So you can fix a squat? Can you fix your business?
A new client walks into your gym and thinks he can squat.
Five minutes later, you have pointed out three things that are wrong with his squat—his heels come off the floor, he’s got some serious knee valgus going on, and he can’t make it below parallel without collapsing through his spine.
If you have been coaching for a while, you probably feel pretty confident in your ability to assess anyone’s squat. You know the most important things to look for like the back of your hand.
In other words, you know the key performance indicators (KPIs) of a squat. And you probably have a pretty good idea how to fix the common problems as they arise.
When it comes to your business, do you take a similar approach?
Are you conscious of the key performance indicators to look for?
Truth is, most gym owners and coaches don’t know what they’re looking for. So they have no chance to fix their business. This is equivalent to trying to coach a squat when you don’t know what a good quality squat looks like.
Teaching gym owners what to look for—the 6 KPIs—and how to fix their business problems is exactly what we do.
And here’s a hint: It doesn’t come down to how many members you have. That’s sort of comparable to someone coming in and telling you they’re a marathon runner: This information doesn’t actually tell you anything about their health….
6 Key Performance Indicators (KPIs)
1. ACV: Average client Value
It’s this simple: How much are your clients paying you?
Churn simply means client retention: What percentage of clients are you keeping year-after-year?
The Madlab standard is for 80%- 90% percent retention per year. If you live in a transient city, it might be tough to have 90 percent, as people are often moving away from your city, but anywhere above 80 percent is well above the industry average of 30% and is a great number to strive for.
Madlab Pro Tip for KPIs 1 and 2:
Your client’s first day, as well as their initial fundamental sessions, should be done in a one-on-one environment with one coach and one client, as opposed to in a group. Simply making this change helps gym owners significantly increase their ACV and client retention pretty much immediately.
3. Total coach pay
Are your coaches able to make a professional wage and have a full-time career as a coach?
To pursue a career as a full-time professional coach, coaches need to be earning $70,000 to $100,000 + a year. If coaches aren’t able to do this in your gym, chances are they won’t last long working for you, and they definitely won’t be an asset for your business’ growth long-term.

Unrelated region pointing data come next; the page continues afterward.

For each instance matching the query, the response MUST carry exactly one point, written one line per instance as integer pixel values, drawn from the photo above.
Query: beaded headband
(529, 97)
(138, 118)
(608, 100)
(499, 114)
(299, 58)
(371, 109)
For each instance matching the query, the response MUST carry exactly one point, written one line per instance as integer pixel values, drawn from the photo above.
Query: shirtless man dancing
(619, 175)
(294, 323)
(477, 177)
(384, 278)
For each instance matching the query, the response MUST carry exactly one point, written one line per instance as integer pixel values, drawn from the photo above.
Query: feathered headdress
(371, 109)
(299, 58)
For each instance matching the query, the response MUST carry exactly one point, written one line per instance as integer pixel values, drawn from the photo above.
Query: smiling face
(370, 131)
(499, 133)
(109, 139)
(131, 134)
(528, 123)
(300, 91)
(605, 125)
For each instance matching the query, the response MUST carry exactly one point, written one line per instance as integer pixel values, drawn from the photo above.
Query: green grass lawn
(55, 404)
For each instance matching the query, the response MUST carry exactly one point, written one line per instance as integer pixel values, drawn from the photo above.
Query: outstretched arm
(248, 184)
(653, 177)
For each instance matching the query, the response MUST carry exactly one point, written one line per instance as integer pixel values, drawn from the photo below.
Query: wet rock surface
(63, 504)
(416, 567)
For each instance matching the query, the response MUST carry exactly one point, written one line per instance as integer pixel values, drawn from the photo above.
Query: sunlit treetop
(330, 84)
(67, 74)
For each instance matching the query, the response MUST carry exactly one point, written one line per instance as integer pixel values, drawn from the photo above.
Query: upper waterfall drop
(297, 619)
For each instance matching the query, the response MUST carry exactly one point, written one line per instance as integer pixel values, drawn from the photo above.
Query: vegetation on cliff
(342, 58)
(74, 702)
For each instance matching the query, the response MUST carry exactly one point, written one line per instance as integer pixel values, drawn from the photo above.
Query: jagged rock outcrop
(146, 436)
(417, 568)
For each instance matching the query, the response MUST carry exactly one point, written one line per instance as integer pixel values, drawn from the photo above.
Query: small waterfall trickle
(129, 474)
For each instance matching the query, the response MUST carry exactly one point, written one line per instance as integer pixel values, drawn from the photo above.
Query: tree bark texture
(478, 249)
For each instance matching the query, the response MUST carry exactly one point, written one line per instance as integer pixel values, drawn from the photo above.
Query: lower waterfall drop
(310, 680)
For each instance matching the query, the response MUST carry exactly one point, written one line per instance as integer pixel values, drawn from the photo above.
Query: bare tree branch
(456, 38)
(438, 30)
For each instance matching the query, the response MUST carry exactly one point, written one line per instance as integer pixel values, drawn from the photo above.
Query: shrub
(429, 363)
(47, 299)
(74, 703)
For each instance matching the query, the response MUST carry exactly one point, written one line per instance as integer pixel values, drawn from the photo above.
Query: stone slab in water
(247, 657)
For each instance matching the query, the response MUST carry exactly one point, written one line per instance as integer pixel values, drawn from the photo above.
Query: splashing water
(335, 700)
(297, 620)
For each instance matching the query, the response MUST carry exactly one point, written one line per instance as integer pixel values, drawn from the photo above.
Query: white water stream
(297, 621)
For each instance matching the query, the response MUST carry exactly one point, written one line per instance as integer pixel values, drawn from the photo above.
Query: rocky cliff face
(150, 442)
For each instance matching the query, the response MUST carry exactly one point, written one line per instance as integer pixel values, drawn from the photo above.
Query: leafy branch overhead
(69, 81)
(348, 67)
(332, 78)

4. Dollars per coach floor hour
Are you paying your coaches $20 an hour? $25 an hour? What would it take for them to earn a professional wage earning this kind of money? Probably close to 50 or 60 on-floor hours.
If you have coached long, you know working 40 on-floor hours a week isn’t sustainable, and isn’t what will let coaches become professional, career coaches.
25 – 30 on-floor hours is sustainable. To do this and earn a professional wage, coaches need to be averaging at least $50 an hour. ($50 an hour x 30 on-floor hours x 48 weeks (assuming they take four weeks of vacation) = $72,000
Madlab Pro Tip for KPI 3 and 4:
Compensate your coaches based on percentage of revenue compensation model, and coach cooperative on group classes, where they get paid a percentage on their own book of clients for all services (Including group classes) as opposed to by-the-hour or via salary.
Transitioning to this model is challenging, so we have mentors who will help you make the change seamlessly.
5. EBTIA (Earnings before taxes, interest and amortization)
EBTIA is essentially the most effective way to express real profit.
To have a sustainable business in the long-term, you need to be earning 20 percent EBITA as a minimum.
6. Sellable asset
Do you have a sellable asset? A business you can sell one day for a profit and retire?
This one takes care of itself if the other 5 KPIs are in order. If your clients and coaches are being retained for years, your coaches are earning a professional wage, and your business is earning 20 percent EBITA year after year, you will have a sellable asset at 5 X EBITA when it’s time for you to move on and retire.
Madlab Pro Tip for KPI 5 and 6:
Find a mentor to help you navigate business best practices the way you have devoted time to educate yourself about the technical side of coaching.
Because if you can fix a squat, but you can’t fix your business, you’re kind of like a mechanic with too many cars to fix, no help to fix them, no profit for your efforts and no end game to sell.